Housing finance increased further in November, according to data released by the Australian Bureau of Statistics.
In trend terms, the number of owner-occupied housing commitments rose 0.6 per cent in November 2013, following a rise of 0.8 per cent in October 2013.
We’re borrowing to refinance, buy or build homes but we’re not buying new homes, it seems.
Improvements were recorded in the seasonally adjusted number of loans to buy established dwellings excluding refinancing (up 1.4 per cent), to refinance established dwellings (up 1.1 per cent) and to build new homes (up 2.3 per cent). Loans to buy new dwellings dropped 4.3 per cent.

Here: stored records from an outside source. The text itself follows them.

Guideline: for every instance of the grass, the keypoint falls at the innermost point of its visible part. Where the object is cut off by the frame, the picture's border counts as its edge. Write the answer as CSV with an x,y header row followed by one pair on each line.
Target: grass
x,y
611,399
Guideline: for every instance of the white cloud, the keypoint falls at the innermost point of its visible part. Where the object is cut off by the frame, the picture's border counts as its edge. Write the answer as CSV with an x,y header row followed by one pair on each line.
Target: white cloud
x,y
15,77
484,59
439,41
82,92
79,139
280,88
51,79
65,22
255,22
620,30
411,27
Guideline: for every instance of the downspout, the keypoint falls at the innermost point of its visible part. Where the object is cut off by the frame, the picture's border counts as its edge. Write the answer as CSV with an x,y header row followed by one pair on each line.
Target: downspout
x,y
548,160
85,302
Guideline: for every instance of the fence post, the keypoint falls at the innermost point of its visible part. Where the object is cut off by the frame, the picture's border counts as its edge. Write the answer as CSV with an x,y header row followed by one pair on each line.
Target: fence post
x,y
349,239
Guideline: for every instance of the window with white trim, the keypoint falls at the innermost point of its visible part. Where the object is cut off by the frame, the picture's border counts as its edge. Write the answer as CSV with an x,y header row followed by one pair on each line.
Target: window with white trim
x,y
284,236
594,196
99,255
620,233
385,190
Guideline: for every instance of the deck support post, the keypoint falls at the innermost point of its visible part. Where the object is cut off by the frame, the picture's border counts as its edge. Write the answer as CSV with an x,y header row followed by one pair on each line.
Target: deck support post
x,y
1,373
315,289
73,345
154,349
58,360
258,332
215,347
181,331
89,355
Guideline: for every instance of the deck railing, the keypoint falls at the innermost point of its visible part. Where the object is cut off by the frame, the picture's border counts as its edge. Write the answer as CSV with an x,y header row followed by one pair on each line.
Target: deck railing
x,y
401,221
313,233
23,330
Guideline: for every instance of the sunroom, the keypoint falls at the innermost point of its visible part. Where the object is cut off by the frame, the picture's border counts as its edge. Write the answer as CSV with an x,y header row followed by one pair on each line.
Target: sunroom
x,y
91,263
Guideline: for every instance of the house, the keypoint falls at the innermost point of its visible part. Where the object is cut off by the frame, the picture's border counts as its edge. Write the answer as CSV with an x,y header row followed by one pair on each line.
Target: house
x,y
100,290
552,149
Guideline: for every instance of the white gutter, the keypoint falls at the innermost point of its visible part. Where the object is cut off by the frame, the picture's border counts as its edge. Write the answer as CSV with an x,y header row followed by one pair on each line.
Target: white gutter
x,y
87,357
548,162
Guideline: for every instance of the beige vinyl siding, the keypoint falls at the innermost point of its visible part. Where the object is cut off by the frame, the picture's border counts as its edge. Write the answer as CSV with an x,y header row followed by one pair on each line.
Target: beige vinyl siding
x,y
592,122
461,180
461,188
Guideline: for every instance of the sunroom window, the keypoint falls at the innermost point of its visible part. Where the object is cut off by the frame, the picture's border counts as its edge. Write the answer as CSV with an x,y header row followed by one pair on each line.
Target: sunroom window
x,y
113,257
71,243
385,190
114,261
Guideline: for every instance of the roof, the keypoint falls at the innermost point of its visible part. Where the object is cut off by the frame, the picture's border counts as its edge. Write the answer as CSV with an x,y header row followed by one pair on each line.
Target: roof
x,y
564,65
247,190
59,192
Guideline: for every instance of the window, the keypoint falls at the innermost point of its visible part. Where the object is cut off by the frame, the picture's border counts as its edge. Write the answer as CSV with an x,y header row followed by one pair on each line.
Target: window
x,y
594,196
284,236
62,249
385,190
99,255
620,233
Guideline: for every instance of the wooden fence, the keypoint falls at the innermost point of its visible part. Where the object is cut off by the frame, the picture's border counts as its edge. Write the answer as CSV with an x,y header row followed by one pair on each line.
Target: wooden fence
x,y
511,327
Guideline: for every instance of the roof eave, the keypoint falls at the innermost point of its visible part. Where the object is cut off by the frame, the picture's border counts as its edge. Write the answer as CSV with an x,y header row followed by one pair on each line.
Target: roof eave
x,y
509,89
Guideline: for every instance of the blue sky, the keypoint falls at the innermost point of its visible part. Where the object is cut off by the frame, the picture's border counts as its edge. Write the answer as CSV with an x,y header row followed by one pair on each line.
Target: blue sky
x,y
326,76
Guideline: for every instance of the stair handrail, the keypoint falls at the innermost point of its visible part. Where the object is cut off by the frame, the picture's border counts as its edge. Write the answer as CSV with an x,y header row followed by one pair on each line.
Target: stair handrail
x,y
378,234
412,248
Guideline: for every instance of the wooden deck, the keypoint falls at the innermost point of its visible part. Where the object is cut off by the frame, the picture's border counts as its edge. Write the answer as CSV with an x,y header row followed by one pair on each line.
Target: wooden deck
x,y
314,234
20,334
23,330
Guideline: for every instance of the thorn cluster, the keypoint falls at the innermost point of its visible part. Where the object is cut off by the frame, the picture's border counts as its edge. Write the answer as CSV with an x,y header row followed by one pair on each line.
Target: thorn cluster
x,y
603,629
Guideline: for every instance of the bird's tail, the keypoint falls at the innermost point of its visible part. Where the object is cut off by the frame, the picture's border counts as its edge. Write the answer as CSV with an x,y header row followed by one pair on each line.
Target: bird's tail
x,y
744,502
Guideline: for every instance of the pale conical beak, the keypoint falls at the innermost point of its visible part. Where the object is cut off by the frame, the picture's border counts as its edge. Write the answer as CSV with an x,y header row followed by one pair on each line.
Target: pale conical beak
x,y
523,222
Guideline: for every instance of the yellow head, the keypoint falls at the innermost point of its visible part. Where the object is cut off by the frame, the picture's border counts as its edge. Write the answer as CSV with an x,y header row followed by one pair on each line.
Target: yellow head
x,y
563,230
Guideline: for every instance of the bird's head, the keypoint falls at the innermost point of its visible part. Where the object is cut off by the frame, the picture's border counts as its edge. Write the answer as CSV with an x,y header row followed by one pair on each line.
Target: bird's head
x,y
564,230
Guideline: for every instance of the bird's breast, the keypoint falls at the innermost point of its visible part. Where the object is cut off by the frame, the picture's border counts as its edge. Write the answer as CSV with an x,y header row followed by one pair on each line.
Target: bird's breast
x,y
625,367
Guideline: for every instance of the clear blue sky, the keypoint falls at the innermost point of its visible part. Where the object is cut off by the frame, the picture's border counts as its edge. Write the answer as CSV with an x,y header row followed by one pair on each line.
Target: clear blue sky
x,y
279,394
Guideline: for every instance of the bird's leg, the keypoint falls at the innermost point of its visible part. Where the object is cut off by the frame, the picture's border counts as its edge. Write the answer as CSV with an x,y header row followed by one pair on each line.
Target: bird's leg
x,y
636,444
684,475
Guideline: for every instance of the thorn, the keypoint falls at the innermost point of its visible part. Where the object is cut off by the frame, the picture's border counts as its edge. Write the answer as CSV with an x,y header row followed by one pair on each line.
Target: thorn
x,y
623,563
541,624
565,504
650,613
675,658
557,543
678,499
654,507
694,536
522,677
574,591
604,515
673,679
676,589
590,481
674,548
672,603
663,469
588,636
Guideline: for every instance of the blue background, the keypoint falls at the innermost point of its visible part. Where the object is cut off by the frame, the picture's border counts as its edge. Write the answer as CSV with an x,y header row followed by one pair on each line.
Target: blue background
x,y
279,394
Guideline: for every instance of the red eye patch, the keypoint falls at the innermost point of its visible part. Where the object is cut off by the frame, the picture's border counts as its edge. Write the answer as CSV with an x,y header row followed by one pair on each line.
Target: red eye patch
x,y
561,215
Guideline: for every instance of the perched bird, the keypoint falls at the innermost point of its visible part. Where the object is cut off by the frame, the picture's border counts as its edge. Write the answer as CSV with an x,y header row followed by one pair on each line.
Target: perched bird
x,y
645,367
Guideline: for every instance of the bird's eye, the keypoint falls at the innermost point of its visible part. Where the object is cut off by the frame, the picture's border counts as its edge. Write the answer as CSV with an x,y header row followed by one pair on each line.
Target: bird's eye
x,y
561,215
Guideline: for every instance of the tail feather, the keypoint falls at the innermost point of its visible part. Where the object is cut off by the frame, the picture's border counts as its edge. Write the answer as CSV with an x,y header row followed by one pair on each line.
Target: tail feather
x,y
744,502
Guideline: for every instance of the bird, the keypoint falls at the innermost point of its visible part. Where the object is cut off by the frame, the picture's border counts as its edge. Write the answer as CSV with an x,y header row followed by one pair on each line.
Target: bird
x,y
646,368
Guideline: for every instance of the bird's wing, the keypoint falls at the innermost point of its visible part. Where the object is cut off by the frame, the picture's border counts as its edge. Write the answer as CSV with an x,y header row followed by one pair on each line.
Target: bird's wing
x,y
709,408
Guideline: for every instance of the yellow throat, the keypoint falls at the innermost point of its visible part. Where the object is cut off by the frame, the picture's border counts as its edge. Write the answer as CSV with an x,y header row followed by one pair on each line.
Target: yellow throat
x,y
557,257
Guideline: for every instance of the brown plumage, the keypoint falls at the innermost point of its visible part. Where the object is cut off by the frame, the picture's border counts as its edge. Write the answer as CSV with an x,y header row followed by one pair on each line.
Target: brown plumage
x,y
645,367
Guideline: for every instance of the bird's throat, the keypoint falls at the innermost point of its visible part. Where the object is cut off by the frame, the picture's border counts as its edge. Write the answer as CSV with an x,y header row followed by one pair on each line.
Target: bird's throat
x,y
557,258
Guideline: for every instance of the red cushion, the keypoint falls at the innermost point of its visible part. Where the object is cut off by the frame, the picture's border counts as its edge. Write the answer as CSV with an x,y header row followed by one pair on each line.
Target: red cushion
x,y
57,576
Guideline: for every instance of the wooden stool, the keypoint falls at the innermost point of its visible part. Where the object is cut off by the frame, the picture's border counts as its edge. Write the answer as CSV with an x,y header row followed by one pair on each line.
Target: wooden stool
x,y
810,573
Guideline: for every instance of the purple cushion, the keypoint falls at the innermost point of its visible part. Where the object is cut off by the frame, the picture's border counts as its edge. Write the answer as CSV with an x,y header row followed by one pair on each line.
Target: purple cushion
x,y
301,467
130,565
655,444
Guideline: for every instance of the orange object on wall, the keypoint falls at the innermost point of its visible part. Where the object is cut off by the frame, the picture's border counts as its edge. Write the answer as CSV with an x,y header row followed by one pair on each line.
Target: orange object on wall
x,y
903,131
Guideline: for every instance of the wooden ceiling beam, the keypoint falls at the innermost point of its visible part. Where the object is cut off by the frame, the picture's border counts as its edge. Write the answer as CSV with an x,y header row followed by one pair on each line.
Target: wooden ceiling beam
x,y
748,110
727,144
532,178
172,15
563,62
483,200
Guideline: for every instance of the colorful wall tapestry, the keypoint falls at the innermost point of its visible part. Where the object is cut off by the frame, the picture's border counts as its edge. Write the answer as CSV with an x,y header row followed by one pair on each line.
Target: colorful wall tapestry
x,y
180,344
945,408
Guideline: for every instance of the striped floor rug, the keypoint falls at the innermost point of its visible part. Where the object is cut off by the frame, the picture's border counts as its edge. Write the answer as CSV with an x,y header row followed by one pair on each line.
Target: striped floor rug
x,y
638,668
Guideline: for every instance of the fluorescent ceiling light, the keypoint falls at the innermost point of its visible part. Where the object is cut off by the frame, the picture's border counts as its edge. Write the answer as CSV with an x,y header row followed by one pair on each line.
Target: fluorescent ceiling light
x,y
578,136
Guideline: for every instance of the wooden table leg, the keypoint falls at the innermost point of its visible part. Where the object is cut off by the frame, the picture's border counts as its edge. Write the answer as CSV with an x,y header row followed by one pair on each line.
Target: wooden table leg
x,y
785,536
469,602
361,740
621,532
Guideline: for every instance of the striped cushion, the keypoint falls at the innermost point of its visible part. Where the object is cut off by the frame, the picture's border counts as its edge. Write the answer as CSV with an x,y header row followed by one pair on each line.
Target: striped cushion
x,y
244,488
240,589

Owner-occupied housing commitments rose in New South Wales (up 1.8 per cent), Queensland (2.7 per cent), the Australian Capital Territory (10.9 per cent), South Australia (1.3 per cent) and the Northern Territory (0.4 per cent). Falls were recorded in Victoria (down 0.4 per cent), Western Australia (0.4 per cent) and Tasmania (2.6 per cent).
The total value of dwelling finance commitments excluding alterations and additions rose 1.7 per cent, seasonally adjusted.
In trend terms, investment housing commitments rose 3.0 per cent and owner occupied housing commitments rose 1.4 per cent.